In the market, interest rates have been rising for some time, both for sovereign risk - that of the public debt of the different countries - and for companies and families. The Euribor, which was negative a year ago, is now close to 2%, raising the installments of variable mortgages and many other loans indexed to this indicator. Inflation cuts families' spending power, destroys business margins and raises the Treasury's interest burden. With the rate hike, consumption and investment will slow down, which will imply less strength or weakness in demand and that, sooner or later, will end up helping prices moderate.
In a statement issued at the end of the governing council, the ECB says about the rate hike that "this big step anticipates the transition from the predominantly accommodative level of official rates to levels that guarantee the timely return of inflation to the target at medium 2% term of the ECB". The Governing Council adds in the note that "it made today's decision and expects to raise interest rates further, because inflation remains too high and is likely to remain above target for an extended period." ECB economists have revised their inflation projections upwards significantly and inflation is now expected to average 8.1% in 2022, 5.5% in 2023 and 2.3% in 2024.
After the announcement of this latest rate increase, the president of the ECB, Christine Lagarde, has acknowledged that this 1.25% is still "very far from the level we need to bring inflation up to the 2% target". However, she has not said how far the bank planned to go. "Inflation is too high and will continue to be very high due to the energy crisis," she pointed out. Regarding the risk of entering a recession, Lagarde believes that it is a real scenario for 2023 "if there is a total cut in the supply of Russian gas."
The very high inflation is already affecting growth in the euro area, which slowed in the second quarter of the year to 4.1% year-on-year from 5.4% in the previous quarter. The ECB does not foresee a recession in the eurozone for now, but it does foresee a significant slowdown in the economy in the following months.
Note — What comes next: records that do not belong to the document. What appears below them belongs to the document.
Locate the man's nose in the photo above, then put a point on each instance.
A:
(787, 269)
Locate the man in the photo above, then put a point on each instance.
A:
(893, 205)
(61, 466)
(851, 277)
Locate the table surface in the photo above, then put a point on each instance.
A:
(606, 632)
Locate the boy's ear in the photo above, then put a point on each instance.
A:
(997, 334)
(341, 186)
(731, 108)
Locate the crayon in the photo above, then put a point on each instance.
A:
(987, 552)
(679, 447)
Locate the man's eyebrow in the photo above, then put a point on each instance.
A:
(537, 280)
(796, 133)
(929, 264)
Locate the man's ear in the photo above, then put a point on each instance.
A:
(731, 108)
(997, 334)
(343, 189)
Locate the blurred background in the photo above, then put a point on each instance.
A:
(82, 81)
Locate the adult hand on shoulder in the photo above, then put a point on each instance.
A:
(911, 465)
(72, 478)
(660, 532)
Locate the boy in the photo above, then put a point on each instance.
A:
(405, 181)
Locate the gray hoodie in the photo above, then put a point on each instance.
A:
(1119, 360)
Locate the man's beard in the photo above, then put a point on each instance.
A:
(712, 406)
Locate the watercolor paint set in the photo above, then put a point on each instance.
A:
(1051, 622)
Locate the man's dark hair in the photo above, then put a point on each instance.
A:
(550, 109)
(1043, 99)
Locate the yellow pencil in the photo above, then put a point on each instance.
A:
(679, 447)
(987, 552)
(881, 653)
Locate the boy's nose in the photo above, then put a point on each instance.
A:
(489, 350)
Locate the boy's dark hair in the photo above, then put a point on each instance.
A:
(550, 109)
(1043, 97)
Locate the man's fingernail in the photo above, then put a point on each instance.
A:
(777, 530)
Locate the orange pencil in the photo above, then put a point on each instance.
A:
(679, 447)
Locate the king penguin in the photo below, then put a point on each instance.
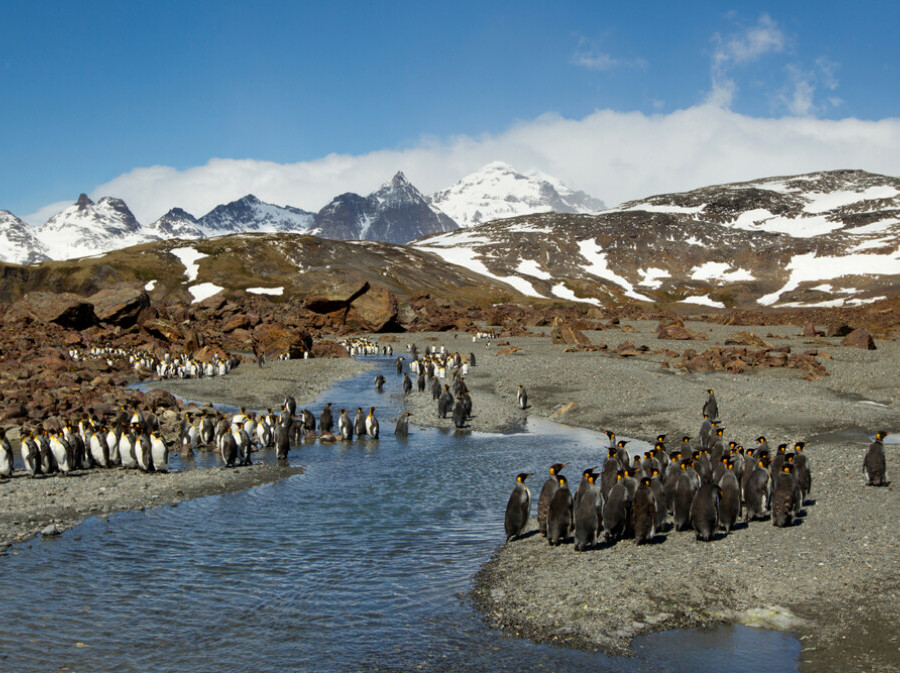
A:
(518, 508)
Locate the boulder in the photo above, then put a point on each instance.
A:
(377, 310)
(563, 333)
(64, 309)
(273, 339)
(859, 338)
(329, 349)
(120, 305)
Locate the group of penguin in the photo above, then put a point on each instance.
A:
(167, 366)
(130, 440)
(431, 368)
(706, 488)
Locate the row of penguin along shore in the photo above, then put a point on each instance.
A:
(796, 381)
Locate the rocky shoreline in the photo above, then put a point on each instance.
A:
(29, 506)
(816, 579)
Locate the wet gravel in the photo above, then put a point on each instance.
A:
(832, 579)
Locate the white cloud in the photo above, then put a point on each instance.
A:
(741, 48)
(615, 156)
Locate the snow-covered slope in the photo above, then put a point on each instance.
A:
(496, 191)
(395, 213)
(836, 242)
(18, 243)
(251, 214)
(177, 223)
(88, 228)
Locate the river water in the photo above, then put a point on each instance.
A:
(360, 564)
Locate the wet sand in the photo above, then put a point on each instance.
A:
(831, 579)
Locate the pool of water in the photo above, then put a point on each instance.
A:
(360, 564)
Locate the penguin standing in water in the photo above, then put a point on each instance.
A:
(705, 512)
(345, 426)
(6, 455)
(359, 423)
(711, 407)
(588, 511)
(644, 509)
(756, 492)
(402, 427)
(730, 502)
(282, 441)
(547, 492)
(874, 464)
(372, 424)
(784, 501)
(559, 516)
(326, 420)
(459, 413)
(518, 508)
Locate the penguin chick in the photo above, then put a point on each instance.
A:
(518, 509)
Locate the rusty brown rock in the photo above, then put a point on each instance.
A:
(859, 338)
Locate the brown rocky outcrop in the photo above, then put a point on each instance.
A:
(859, 338)
(120, 305)
(273, 339)
(563, 333)
(64, 309)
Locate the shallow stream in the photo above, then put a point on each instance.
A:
(360, 564)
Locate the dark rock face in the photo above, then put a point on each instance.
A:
(859, 338)
(120, 305)
(64, 309)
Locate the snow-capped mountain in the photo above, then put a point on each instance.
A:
(823, 239)
(251, 214)
(18, 241)
(396, 213)
(177, 223)
(496, 191)
(86, 228)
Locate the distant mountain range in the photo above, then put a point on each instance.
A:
(395, 213)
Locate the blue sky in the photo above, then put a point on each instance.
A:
(94, 93)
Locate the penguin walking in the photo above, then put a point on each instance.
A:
(326, 421)
(6, 456)
(359, 423)
(402, 427)
(644, 509)
(588, 510)
(159, 452)
(372, 424)
(705, 512)
(547, 492)
(518, 508)
(874, 464)
(711, 407)
(559, 516)
(522, 397)
(730, 502)
(757, 491)
(784, 501)
(616, 512)
(345, 426)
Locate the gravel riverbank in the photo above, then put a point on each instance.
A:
(832, 579)
(27, 506)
Specifically, the bank has adjusted its growth to 3.1% this year, 0.9% in 2023 and 1.9% in 2024. In the short term, curves are coming, says the ECB: "After experiencing a rebound in the first half of 2022, the latest data point to a substantial slowdown in euro area growth, with the economy expected to stall in the final months of the year and in the first quarter of 2023".
On the other hand, the governing council of the ECB intends to continue reinvesting, in full, the principal payments of the securities acquired under the APP -the debt purchase program- that mature during an extended period of time. after the date on which the ECB's official interest rates began to rise last July and, in any case, for as long as necessary. maintain ample liquidity conditions and an adequate monetary policy stance, explained the entity.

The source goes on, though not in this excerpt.